Florin Curta (15 gennaio 1965) è un archeologo e storico statunitense nato in Romania; è professore di storia e archeologia medievale presso l'Università della Florida.
Curta si è specializzato nel campo della storia dei Balcani ed è professore di storia medievale e archeologia presso l'Università della Florida a Gainesville, in Florida.[1] Il primo libro di Curta, The Making of the Slavs. History and Archaeology of the Lower Danube Region, A.D. 500-700, è stato candidato nel 2002 per il Choice Outstanding Academic Title e vinse il premio Herbert Baxter Adams da parte dell'American Historical Association nel 2003.[2] Curta è il caporedattore della serie della casa editrice Brill East Central and Eastern Europe in the Middle Ages, 450-1450.[2] Rientra tra i membri dell'Institute for Advanced Study, della School of Historical Studies, dell'Università di Princeton (primavera 2007) ed è stato visiting fellow del Corpus Christi College (2015). Si dichiara di fede ortodossa.[3]
Ispirato da Reinhard Wenskus e dalla Scuola di Storia di Vienna, Curta è noto per il suo utilizzo dell'approccio post-processuale e post-strutturalista nello spiegare l'etnogenesi e le migrazioni degli Slavi; il suo approccio si pone in contrasto con la visione storiografica tradizionale e l'approccio, da lui ritenuto semplicistico, storico-culturale adottato in ambito archeologico.[4][5][6][7] Curta si oppone alle teorie secondo cui gli Slavi si sarebbero sparsi per l'Europa orientale e centrale partendo da un luogo specifico, il cosiddetto Urheimat, e nega l'esistenza dello stesso. Il suo lavoro rifiuta l'idea delle lingue slave come elemento unificante degli Slavi e non ritiene la cultura di Praga la prova archeologica inoppugnabile dell'esistenza dei Protoslavi.
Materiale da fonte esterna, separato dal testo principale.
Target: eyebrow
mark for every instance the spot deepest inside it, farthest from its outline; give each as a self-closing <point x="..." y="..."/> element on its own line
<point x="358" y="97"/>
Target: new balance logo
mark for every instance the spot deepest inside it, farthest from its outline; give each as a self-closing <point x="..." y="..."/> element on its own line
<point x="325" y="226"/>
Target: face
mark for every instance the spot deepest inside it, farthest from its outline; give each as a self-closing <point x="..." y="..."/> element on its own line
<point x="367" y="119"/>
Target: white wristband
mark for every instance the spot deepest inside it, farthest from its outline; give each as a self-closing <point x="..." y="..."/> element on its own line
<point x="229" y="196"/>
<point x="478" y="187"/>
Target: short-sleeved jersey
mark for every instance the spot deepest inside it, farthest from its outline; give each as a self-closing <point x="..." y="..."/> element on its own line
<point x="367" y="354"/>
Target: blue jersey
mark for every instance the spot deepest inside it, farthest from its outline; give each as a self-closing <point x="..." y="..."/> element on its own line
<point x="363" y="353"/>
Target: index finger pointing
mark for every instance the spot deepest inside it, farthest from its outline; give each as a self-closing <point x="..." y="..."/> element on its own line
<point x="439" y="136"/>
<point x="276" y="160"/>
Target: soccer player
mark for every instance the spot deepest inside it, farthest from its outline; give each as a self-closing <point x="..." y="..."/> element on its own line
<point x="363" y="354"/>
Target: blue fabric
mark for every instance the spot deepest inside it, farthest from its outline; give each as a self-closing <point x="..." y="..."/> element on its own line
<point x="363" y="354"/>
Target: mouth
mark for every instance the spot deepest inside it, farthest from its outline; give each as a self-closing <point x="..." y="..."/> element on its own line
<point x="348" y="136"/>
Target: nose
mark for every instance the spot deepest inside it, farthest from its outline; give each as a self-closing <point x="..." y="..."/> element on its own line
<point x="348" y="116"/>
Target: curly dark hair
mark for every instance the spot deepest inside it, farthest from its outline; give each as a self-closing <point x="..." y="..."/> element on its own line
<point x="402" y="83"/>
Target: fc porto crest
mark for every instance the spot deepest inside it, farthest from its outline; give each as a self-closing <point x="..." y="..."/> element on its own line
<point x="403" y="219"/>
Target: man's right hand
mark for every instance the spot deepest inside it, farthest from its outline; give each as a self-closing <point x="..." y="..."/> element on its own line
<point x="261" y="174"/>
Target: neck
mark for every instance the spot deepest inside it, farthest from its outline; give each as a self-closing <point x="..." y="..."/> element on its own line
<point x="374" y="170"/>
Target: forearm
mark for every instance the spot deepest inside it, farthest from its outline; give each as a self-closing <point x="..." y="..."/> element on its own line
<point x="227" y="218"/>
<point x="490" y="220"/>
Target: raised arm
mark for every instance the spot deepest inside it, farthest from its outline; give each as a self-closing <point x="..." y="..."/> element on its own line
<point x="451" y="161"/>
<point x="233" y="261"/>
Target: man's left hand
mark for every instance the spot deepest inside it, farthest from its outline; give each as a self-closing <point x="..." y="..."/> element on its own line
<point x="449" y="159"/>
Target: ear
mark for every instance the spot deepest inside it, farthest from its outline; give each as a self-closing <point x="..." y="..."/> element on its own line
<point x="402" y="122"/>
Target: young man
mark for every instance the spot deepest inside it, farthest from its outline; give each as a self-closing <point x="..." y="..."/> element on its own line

Dal canto suo, Curta vede nell'etnogenesi slava «un processo di auto-rappresentazione» e avanza perciò un'ipotesi alternativa, ritenendo che le singole tribù slave compresero la necessità di una migliore organizzazione politica e militare e iniziarono a interagire tra di loro per via dei fattori esterni, ovvero la minaccia costituita dall'«irrigidimento del limes romano-danubiano attuato dall'imperatore bizantino Giustiniano tramite il potenziamento del sistema difensivo e in gran parte ultimato nel 554».[4][8][9][10][11][12][13] Le congetture di Curta sono state accolte con sostanziale disaccordo e «severe critiche sia in generale sia nei dettagli» da altri archeologi, storici, linguisti ed etnologi. I giudizi negativi si sono concentrati sull'arbitraria selezione di Curta di dati e siti di interesse storico e archeologico, oltre che sulle interpretazioni cronologiche, ritenute pre-concettualmente volte a sostenere le sue conclusioni e non esaustive per spiegare l'affermazione e il processo di espansione degli Slavi e della cultura slava.[14][15][16][17][18][19][20] I punti dolenti delle analisi di Curta hanno riguardato pure la sua selezione delle fonti, in quanto essa è stata ritenuta parziale e strumentale per avvalorare la sua teoria, ritenuta traballante quando spiega la diffusione delle lingue slave nell'Europa centro-orientale.[10][20][21][22] Ad ogni modo, il lavoro di Curta ha acceso un nuovo dibattito scientifico e ha trovato il sostegno da parte di quegli autori che adoperano un approccio simile, come Walter Pohl e Danijel Dzino.[14][23]